For objects, constructors and destructors may be useful, but there are plenty cases in C++ where they are not (textures and meshes in a 3D API are actually a good example for where destructors are quite useless, because when the 'owner' of the CPU side texture object is done with the object doesn't mean that the GPU is done with the data that's 'owned' by the CPU side object - traditional destructors can be used of course by delaying the destruction on the CPU side texture object until the GPU is done with the data, but why keep the texture object around when only the pixel data is needed by the GPU, not the actual texture object?
A 'defer mechanism' is just the right sweet spot for a C like language IMHO.
> Something like a file or connection is already not just 'plain old data' though.
OK? But now you need to… have two different mechanisms, when one can do both?
> In my mind, 'data' are the pixels in a texture (while the texture itself is an 'object'), or the vertices and indices in a 3D mesh (while the 'mesh' is an object), or the data that's read from or written to files (but not the 'file object' itself).
This “data” does not have a destructor, and thus is not a concern.
> C is all about data manipulation (the 'pixels', 'vertices' and 'indices'), less about managing 'objects'.
I think that would be news to every C program I’ve written.
> there are plenty cases in C++ where they are not
In which case you can just not have them, and not care.
> A 'defer mechanism' is just the right sweet spot for a C like language IMHO.
If by “a C like language” you mean “a language refuses to take any complexity off of the user’s back” then sure.
That link goes directly to the relevant section in the manual.
It includes a cc wrapper called `cedrocc` so you don’t need intermediate files, and it works hard to produce clean code for the generated parts. The rest is not modified at all. The goal is to be useful even if you only use it once to generate that repetitive code.
The pre-processor `cedro` depends only on the C standard library, and `cedrocc` depends on POSIX.

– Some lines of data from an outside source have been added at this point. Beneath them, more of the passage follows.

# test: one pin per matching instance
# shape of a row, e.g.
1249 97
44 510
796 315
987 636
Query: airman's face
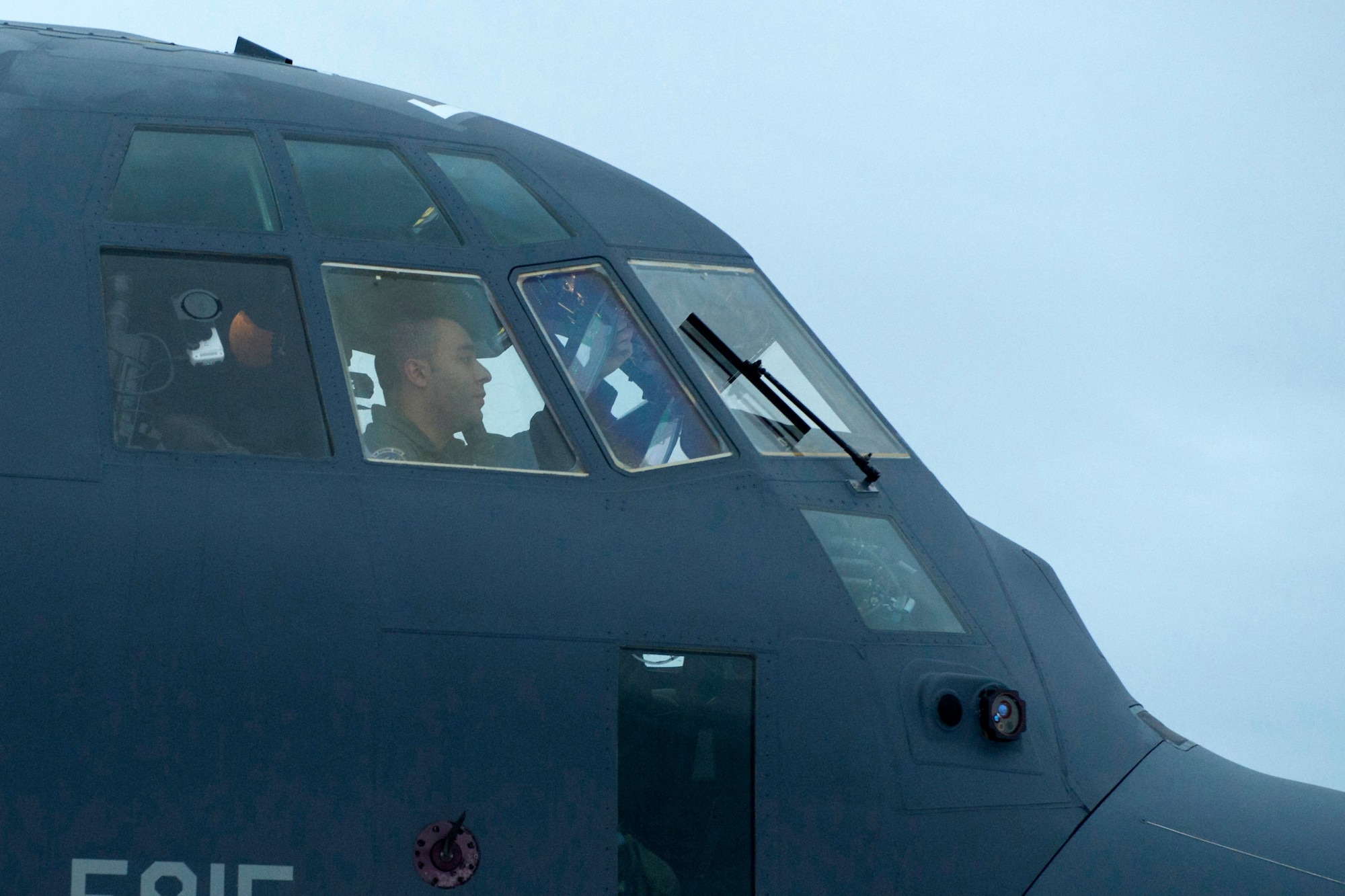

Uh, not to be That Guy, but what did you expect? Just compare K&R [1] and Stroustrup (any edition) [2] next to each other, and you will get a pretty strong hint of C being a smaller language. That's kind of the point, or it used to feel like it was anyhow.

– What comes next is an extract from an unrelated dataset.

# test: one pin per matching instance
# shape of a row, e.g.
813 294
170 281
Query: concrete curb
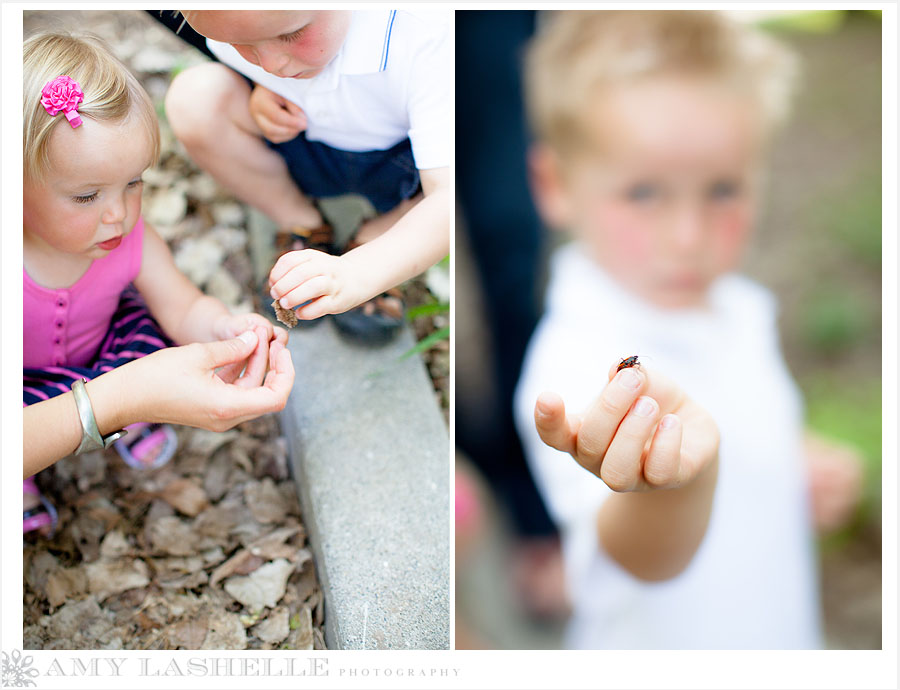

Being a small language is not an excuse. Scheme is a small language, still has dynamic-wind (since R5RS, so no spring chicken). Smalltalk is a tiny language, but has BlockClosure#ensure:.
You can have basic safety and QOL features without making the language a monstrous beast. Hell, you can cut old garbage like K&R declarations or digraphs to make room. You can even remove iso646 and most of string.h as a gimme.
I mean, it's not that I didn't expect changes or didn't expect the language to be smaller - it's just that there definitely things that I would want to bring with me over to C. One thing I really like is RAII - that I can ensure that things are cleaned up in a known, once-defined fashion and I don't have to worry about it everywhere I use a given object. I also generally like using early returns, which is somewhat more complicated with C, as I may need to have more cleanup code around. It can be somewhat mitigated by coding more functionaly and input the necessary parameters to a function, so I can have a different function just doing allocation and deallocation. But still, it's more verbose.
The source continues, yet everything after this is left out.